Haochuan Cui, Yiling Lin, Lingfei Wu & James. A. Evans
The progress of science comes from the sacrifice of a generation of scientists
We use 235,598,500 citation contexts (sentences surrounding citations) extracted from 12,177,040 papers published between 1895 and 2020 in the Microsoft Academic Graph (MAG). Each citation context captures the local discourse in which a reference appears, enabling analysis of its functional role and evaluative tone. To ensure data quality, we constructed a human-validated subset of 20,000 labeled citation contexts identifying critical citation statements (e.g., explicit criticism, refutation, or acknowledgment of limitations). A critical citation was operationally defined as a citation context that challenges, questions, or explicitly expresses a different viewpoint toward the cited work, as opposed to neutral or supportive citations.

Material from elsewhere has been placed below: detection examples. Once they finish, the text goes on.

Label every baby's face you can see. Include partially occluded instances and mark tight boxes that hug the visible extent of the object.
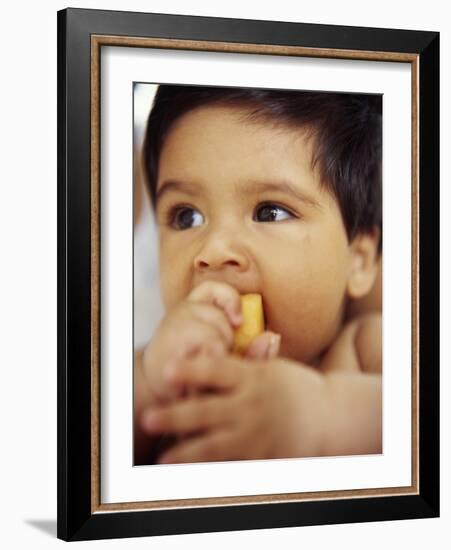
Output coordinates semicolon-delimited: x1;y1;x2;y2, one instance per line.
157;106;350;362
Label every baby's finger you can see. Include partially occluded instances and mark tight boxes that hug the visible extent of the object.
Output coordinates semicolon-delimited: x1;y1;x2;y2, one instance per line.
141;395;233;435
189;303;237;347
164;356;245;390
245;331;280;359
157;430;238;464
188;281;243;327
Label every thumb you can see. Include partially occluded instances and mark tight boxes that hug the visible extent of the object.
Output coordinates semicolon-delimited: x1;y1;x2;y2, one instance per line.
245;331;280;359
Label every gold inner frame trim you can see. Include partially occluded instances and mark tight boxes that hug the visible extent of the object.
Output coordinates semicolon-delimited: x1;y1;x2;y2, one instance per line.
91;35;420;514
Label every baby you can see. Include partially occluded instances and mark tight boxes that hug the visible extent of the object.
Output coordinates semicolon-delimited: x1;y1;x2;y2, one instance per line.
134;86;382;464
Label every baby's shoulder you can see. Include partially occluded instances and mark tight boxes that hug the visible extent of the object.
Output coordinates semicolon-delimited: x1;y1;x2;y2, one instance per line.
320;313;382;372
355;313;382;372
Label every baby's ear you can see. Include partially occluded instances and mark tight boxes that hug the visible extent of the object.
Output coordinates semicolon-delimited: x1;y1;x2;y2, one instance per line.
347;228;380;299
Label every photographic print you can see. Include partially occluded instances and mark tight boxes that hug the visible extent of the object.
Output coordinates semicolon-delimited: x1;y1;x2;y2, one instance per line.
134;83;382;470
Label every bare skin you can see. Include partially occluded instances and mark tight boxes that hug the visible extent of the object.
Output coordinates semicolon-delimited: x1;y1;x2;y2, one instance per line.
135;107;381;463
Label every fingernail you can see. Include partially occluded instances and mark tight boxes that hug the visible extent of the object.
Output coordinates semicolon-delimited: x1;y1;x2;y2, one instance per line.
163;363;177;380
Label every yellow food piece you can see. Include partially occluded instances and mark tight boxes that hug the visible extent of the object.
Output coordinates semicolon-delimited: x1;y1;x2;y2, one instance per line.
233;294;265;355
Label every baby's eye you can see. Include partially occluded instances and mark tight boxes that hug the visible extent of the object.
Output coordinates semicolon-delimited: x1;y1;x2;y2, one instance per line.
254;203;294;222
171;206;203;229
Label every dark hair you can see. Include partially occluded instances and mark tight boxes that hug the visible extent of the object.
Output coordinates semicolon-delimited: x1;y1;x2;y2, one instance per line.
143;85;382;246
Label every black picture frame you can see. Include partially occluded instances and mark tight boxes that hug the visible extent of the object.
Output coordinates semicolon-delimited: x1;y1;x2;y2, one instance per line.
57;9;440;541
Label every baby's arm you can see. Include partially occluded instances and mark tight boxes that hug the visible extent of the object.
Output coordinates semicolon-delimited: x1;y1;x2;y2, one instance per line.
138;312;382;463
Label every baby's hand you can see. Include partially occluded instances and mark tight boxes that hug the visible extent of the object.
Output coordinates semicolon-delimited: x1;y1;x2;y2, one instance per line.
142;356;329;463
142;281;279;402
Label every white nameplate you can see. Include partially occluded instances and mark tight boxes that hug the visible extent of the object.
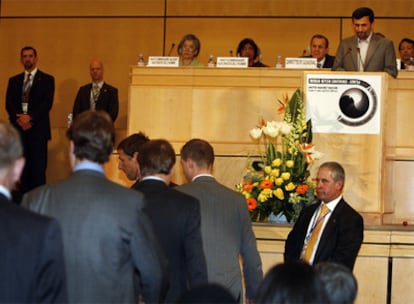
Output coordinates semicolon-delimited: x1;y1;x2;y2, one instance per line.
285;57;318;69
147;56;179;67
216;57;249;68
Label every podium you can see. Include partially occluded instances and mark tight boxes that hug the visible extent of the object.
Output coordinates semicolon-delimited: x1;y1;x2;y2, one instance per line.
127;67;414;303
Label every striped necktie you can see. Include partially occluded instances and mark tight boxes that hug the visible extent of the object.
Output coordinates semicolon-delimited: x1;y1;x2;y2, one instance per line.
302;204;330;263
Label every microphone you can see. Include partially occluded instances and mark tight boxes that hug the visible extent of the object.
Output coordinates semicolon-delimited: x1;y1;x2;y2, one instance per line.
167;42;175;56
357;48;364;72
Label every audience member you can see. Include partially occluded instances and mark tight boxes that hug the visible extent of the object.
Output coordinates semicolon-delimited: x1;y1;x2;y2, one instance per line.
117;132;149;188
177;139;263;302
257;262;329;304
309;34;335;69
0;122;67;303
177;34;204;67
332;7;398;78
134;139;207;303
315;262;358;304
6;46;55;193
72;60;119;121
398;38;414;69
237;38;267;67
284;162;364;270
178;283;238;304
23;111;167;303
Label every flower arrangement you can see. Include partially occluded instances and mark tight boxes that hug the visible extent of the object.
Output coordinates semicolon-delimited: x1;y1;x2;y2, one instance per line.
236;89;321;222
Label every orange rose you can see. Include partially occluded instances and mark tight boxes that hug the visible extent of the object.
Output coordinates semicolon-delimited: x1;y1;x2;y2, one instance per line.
296;184;309;195
242;180;253;192
260;179;273;189
246;197;257;211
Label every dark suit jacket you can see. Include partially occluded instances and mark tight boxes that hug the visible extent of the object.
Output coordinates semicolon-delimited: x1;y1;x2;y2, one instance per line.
176;176;263;299
72;83;119;121
305;54;335;69
22;170;166;303
6;69;55;141
0;194;67;303
134;179;207;302
284;199;364;270
332;34;398;78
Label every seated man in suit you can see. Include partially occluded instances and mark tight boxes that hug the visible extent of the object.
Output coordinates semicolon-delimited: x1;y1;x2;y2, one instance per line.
23;111;167;303
134;139;207;303
72;60;119;122
332;7;398;78
284;162;364;270
0;122;67;303
116;132;149;188
308;34;335;69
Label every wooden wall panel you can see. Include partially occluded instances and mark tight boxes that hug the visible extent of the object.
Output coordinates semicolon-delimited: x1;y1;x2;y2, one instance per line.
167;0;414;17
166;18;340;66
1;0;164;17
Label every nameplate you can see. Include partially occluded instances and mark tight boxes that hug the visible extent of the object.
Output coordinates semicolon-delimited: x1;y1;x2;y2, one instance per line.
147;56;179;67
285;57;318;69
216;57;249;68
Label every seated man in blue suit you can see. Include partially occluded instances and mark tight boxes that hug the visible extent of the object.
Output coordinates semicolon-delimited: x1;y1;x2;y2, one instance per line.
0;122;67;303
284;162;364;270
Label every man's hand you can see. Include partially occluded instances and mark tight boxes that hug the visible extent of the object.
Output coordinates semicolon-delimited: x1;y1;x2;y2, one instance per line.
16;114;32;131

The annotation process began with a calibration phase. Two annotators, a postdoctoral researcher and a doctoral student, both trained in information science, independently annotated 100 randomly selected citation contexts. These annotations were reviewed by two senior scientists (faculty in information science and sociology), who resolved disagreements and identified ten representative sentences as canonical examples of critical citations. Following calibration, the two annotators proceeded with full-scale annotation. Prior to labeling the main dataset, they were evaluated on an independent set of 200 citation contexts, achieving inter-annotator consistency above 0.9. Annotator A labeled the full set of 20,000 citation contexts, while Annotator B periodically annotated random subsets every 5,000 cases to monitor consistency. Annotation continued only when inter-annotator consistency remained above 0.9; otherwise, additional discussion and recalibration were conducted. Upon completion, two senior scientists independently evaluated a random sample of 100 annotated citation contexts, yielding a validation accuracy of 0.89.